One technique in particular resonated with Cowell: generating rhythms via what Schillinger called the interference of periodicities. This meant repeating several rhythms of different lengths, and using the sum of their resultant attacks as a melodic rhythm. For instance, the pattern made by the simultaneous repetitions of a dotted 8th-note at the same time as a repeated quarter gives the resultant 3-against-4, the rhythm known by the mnemonic device “PASS the GOD-damned BUTter.” Since only one rhythmic value is used for each rhythm, this is an interference of monomial periodicities. In Schillinger technique, one could also have a rhythm of two notes (say, quarter + 8th) against another two note rhythm, creating a binomial periodicity.
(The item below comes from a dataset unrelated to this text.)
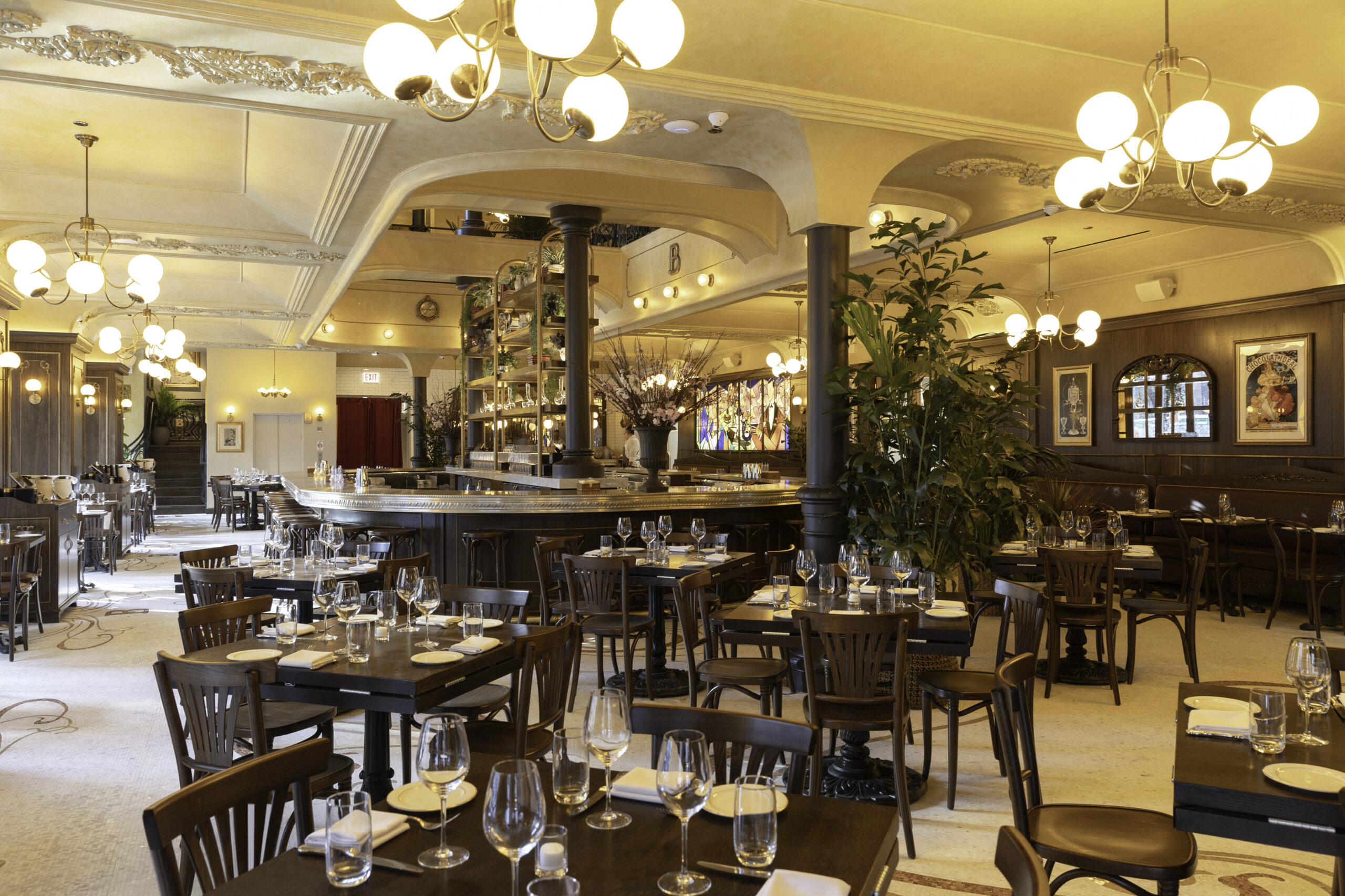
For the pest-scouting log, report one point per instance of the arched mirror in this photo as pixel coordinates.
(1163, 397)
The song “Fascinatin’ Rhythm,” in fact, starts with an interference of a sexonomial periodicity (8th, 8th, 8th, 8th, 8th, quarter, totaling 7 8th-notes in duration) against a 4/4 meter. (That Gershwin wrote the song long before studying Schillinger suggests why he was drawn to the technique.)
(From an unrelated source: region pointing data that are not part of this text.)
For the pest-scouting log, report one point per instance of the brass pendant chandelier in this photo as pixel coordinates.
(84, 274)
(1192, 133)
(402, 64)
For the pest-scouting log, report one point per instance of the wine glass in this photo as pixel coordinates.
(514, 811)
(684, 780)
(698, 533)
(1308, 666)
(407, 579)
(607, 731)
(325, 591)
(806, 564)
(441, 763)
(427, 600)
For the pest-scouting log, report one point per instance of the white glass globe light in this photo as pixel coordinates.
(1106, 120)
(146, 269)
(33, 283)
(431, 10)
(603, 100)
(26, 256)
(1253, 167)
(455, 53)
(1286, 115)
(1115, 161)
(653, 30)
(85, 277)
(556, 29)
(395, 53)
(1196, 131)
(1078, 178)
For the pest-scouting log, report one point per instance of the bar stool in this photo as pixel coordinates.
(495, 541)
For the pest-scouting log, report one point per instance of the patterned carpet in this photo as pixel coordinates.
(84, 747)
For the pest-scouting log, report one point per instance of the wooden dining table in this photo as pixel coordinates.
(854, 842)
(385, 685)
Quick Thrust is entirely a product of interferences of monomial periodicities. Mikel rather fanatically derived all of his rhythms based on periodicities of the Fibonacci numbers 2, 3, 5, and 8. Every rhythm was either the result of the sum attacks of repeated notes of these durations, or else of a larger rhythmic unit divided into 2, 3, 5, and 8 parts. For instance, the bass line was frequently the result of dividing a duration of 30 8th-notes into 2, 3, and 5 equal parts:


Note that the 12-tone row is run through the eight-note rhythm in a phasing relationship, the pitch row and rhythm row returning to their original relationship every 24 notes. This is, of course, a recurrence of medieval isorhythmic technique, in which a pitch row (called a color) and a rhythm (called a talea) go out of phase with each other. The practice was the structural basis of the 14th-century motet, died out around 1450, and was resurrected again by Messiaen in the first movement of his Quartet for the End of Time (1941) and Study No. 7 by Conlon Nancarrow (early 1950s). It has appeared in several totalist works, my own Desert Sonata (1994) included.
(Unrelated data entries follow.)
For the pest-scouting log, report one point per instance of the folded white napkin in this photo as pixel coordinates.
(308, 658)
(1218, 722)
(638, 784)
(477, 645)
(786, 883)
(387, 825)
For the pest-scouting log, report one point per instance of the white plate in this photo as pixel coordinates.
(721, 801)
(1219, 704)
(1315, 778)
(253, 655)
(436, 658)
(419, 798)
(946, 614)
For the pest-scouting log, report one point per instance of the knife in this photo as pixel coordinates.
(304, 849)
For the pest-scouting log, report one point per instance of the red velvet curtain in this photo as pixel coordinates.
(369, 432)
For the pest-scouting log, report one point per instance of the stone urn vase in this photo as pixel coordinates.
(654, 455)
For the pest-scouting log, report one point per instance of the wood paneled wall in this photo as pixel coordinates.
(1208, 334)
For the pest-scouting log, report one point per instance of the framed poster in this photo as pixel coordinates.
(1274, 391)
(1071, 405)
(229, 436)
The upper lines of Quick Thrust, also treated isorhythmically, tend to be drawn from patterns of recurring small durations, such as this line made up from the summed attacks of notes 3, 5, and 8 8th-notes long:


At the beginning of the piece the entire 12-tone row is heard as an introduction, upon which the bass line enters, and then the keyboard and saxophone, creating a texture of three Schillinger rhythms at once, the same tone-row cycling through all three:


Notice that the high hat rhythm follows that of the keyboard, basically doubling it, and that the drums follow the bass line. Mikel never used any other transposition or form of the row (no retrogrades or inversions), for an effect that has always reminded me of the second movement of Stravinsky’s Threni, where he does something very similar. Others will be reminded of the young Steve Reich in the ‘60s, using the same row form over and over until his teacher Luciano Berio finally asked, “Steve, if you want to write tonal music, why not just write tonal music?”

And now, ladies and gentleman, you can hear Quick Thrust in its five-minute entirety here. (By the way, there has never been a score to Quick Thrust – Mikel gave me the individual instrumental parts for his music from those years, and I’ve had to assemble the scores myself.)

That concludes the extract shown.